Body goals should not be frowned upon despite self-love rhetoric
By CHARIS QI
Sit down, flip through any modern fashion magazine and there you see it: a picture of that flawless model, with a stunning figure and perfect proportions.
In recent years, body image and its connection to society’s expectation have been a popular yet controversial topic. While magazine writers and photographers continue to pump out photos of picture-perfect and maybe even photoshopped models, many people, especially women, have taken a stance against these pictures. Going hand in hand with the rising feminism movement, #loveyourself and many other similar slogans have become a trend on social media.
It is easy to boast self-love and acceptance through a phone screen. However, to what extent have people’s mindsets about their insecurities really changed?
Although some people may have slightly altered their views on their own body, statements of “I’m too fat” or “I’m too skinny” are still floating around fitting rooms of clothing stores. Many people can say without a doubt that, when they look in the mirror, they can still point out a thousand flaws on their bodies.
Perhaps, it is time to change all our perception of body images. After all, forced acceptance does not seem to be going far. If people really cannot accept their body figure, then maybe a different change is needed.
In other words: instead of forcing yourself to be happy with your physique, change it. Sometimes, it may be easier to change your appearance than to lie about being satisfied with your appearance. The most important factor though, is to use a healthy and beneficial process to change your body.
In most cases, change directly pertains to losing weight. If done through means of exercising and eating healthier, losing excess weight comes with many health benefits, such as decreased risk of diabetes, decreased risk of heart disease, and lowered heart pressure. In addition, losing excess weight can help you be more happy with your body, thus improving your mental and emotional health.

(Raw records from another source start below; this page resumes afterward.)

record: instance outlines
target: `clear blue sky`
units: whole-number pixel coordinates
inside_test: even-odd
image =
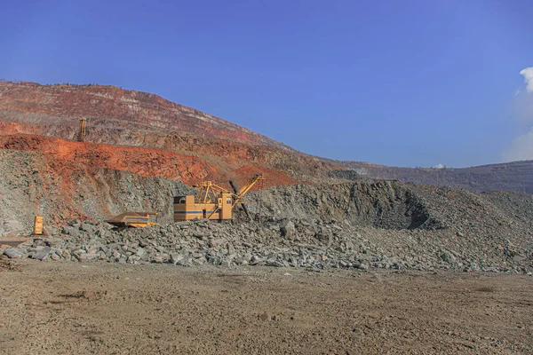
[[[300,151],[500,162],[533,2],[4,1],[0,78],[121,86]]]

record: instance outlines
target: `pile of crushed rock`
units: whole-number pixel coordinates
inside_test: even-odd
[[[326,268],[531,272],[533,252],[505,238],[442,230],[386,230],[347,220],[274,219],[262,223],[195,220],[116,230],[74,221],[55,238],[6,248],[9,257],[179,266],[266,265]]]

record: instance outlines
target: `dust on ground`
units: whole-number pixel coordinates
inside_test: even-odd
[[[531,353],[533,278],[17,262],[2,353]]]

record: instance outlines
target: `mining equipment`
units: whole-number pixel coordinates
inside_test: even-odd
[[[156,225],[158,215],[156,212],[126,212],[112,217],[106,222],[119,228],[144,228],[148,225]]]
[[[232,211],[236,205],[243,206],[246,215],[251,217],[246,208],[246,201],[243,198],[259,180],[263,180],[263,176],[257,174],[244,183],[239,190],[230,181],[229,184],[233,187],[234,193],[211,181],[205,181],[196,186],[199,188],[196,195],[174,197],[174,222],[195,218],[219,221],[232,219]]]
[[[33,234],[43,235],[43,216],[36,216]]]

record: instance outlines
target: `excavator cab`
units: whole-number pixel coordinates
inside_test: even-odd
[[[233,209],[237,204],[243,206],[243,208],[246,207],[243,197],[261,179],[263,179],[262,175],[257,174],[241,186],[239,190],[230,181],[235,193],[213,184],[211,181],[205,181],[197,186],[199,189],[197,195],[174,197],[174,222],[197,218],[219,221],[232,219]]]

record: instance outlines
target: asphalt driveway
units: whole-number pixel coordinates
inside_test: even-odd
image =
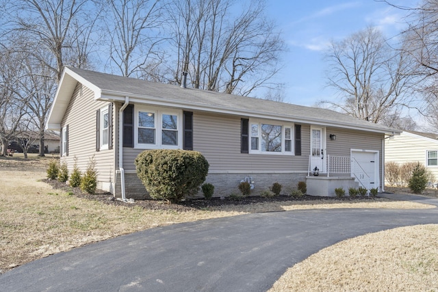
[[[266,291],[324,248],[430,223],[438,224],[438,209],[303,210],[183,223],[35,261],[0,275],[0,291]]]

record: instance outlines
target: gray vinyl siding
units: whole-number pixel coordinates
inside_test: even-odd
[[[120,108],[120,105],[118,107]],[[300,156],[244,154],[240,152],[240,118],[194,112],[194,150],[205,157],[210,165],[210,171],[307,172],[310,154],[309,125],[303,124],[301,127]],[[134,159],[143,150],[123,148],[125,171],[135,170]]]
[[[80,83],[77,85],[62,122],[62,127],[68,125],[68,156],[62,157],[62,161],[67,163],[71,172],[76,157],[77,166],[83,172],[94,156],[98,187],[110,191],[105,189],[109,183],[114,183],[114,148],[113,150],[96,151],[96,111],[108,105],[107,102],[94,101],[92,91]],[[114,117],[113,114],[114,125]],[[114,140],[114,133],[112,136]]]
[[[335,141],[330,140],[330,134],[336,135]],[[328,127],[326,131],[326,154],[350,156],[351,149],[378,151],[378,169],[381,174],[383,168],[382,140],[384,138],[385,135],[381,133]]]
[[[438,181],[438,166],[426,166],[427,151],[438,150],[438,141],[403,132],[385,141],[385,162],[399,164],[419,162],[427,168]]]
[[[302,125],[302,155],[240,152],[241,117],[195,112],[193,147],[200,151],[214,171],[306,172],[310,153],[309,127]],[[267,123],[277,122],[266,120]]]

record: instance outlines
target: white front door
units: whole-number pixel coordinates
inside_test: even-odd
[[[310,142],[310,170],[318,168],[320,172],[325,172],[325,154],[324,153],[324,131],[322,128],[312,128]]]

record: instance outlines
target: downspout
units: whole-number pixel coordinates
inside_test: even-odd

Nevertheless, changing your figure does not mean damaging it. Sometimes, your ideal body type may not be “ideal” if it is not healthy. Similarly, it is not healthy to be obsessive with your ideal body or the numbers on the scale. Having an “acceptable” body should not be a number one priority, and if you are too obsessed with losing weight, your physical and even emotional health will be at stake.
This is why changing your body should be a positive process—not one in which you constantly push yourself to eat less, wear tighter clothes or give up your recreational activities. An optimistic process means one that is not morally or physically degrading.
Ultimately, this confident change is good. It is a compromise between what you want and what you have. Currently, females are pressured to fit in and accept her own body. Nonetheless, losing excess weight can be a compromise between what society wants these women to feel and what they really feel. In this way, women and girls are not longer torn between relenting to society’s expectations of having a fit body or relenting to society’s expectation of breaking free of the norm and being content with their bodies.
Now, gone is the frustration of having a flawless body, and coming up next is the happy, healthy body you deserve to have.